Refining antibiotic cocktail regimens for pseudo-germ-free mice and their impact on gut microbiome and pancreatic tumor proteomics

Abstract

Introduction: The gut microbiome critically influences health, disease, and therapeutic responses. However, creating robust pseudo-germ-free (PGF) mouse models for microbiota-host interaction studies remains challenging due to adverse effects associated with high dosages of commonly used antibiotic cocktails.

Objectives: This study aimed to refine antibiotic cocktail regimens to generate PGF mice that maintain effective bacterial clearance while minimizing toxicity, and to explore the impact of microbiota depletion on pancreatic ductal adenocarcinoma (PDAC) progression and treatment response.

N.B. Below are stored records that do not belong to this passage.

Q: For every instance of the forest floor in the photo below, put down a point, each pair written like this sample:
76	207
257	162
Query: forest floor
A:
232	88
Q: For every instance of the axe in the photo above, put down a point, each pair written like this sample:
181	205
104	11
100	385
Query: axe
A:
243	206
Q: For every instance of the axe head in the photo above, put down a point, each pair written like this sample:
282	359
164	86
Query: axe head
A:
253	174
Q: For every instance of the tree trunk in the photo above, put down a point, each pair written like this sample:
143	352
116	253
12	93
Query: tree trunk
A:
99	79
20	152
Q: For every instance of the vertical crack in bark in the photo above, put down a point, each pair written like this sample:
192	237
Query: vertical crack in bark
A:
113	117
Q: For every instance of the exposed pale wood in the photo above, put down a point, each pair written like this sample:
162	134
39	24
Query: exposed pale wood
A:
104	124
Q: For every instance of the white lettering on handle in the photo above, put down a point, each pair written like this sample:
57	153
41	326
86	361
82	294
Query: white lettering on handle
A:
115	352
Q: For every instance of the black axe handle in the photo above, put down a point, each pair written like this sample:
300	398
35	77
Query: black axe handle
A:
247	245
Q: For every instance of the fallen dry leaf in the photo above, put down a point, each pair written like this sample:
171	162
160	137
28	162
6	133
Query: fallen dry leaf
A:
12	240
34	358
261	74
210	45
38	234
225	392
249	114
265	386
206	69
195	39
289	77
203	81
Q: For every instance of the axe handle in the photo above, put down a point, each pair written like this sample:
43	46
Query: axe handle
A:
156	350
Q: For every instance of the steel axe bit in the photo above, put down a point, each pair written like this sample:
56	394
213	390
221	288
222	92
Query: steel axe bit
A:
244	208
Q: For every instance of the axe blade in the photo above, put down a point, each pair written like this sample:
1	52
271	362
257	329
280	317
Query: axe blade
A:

Methods: Multiple antibiotic combinations were tested in C57BL/6 mice by adjusting concentrations and incorporating sweeteners. Gut microbiota depletion was assessed via 16S rRNA sequencing. Regimens were further validated in a syngeneic Panc02 PDAC model, with or without gemcitabine treatment. Proteomic analyses of tumors and plasma were performed using LC-MS/MS. Germ-free mice were also included to validate microbiota-dependent tumor responses.

Results: Optimized antibiotic regimens achieved substantial bacterial depletion while reducing weight loss and mortality. In PDAC-bearing mice, microbiota depletion suppressed tumor growth and significantly enhanced gemcitabine efficacy. Proteomic profiling revealed downregulation of tumor-promoting metabolic and inflammatory pathways and upregulation of apoptosis-associated pathways in antibiotic-treated mice.

Conclusion: Refined antibiotic regimens effectively generate PGF mice with minimized side effects, enabling reproducible studies of microbiota-host interactions. Microbiota depletion alters the tumor proteomic landscape and improves chemotherapy response in PDAC, highlighting the therapeutic potential of microbiome manipulation in cancer treatment.

Keywords: Gemcitabine chemotherapy; Gut microbiome; Microbiota depletion; Pancreatic ductal adenocarcinoma (PDAC); Pseudo-germ-free mouse model; Tumor proteomics.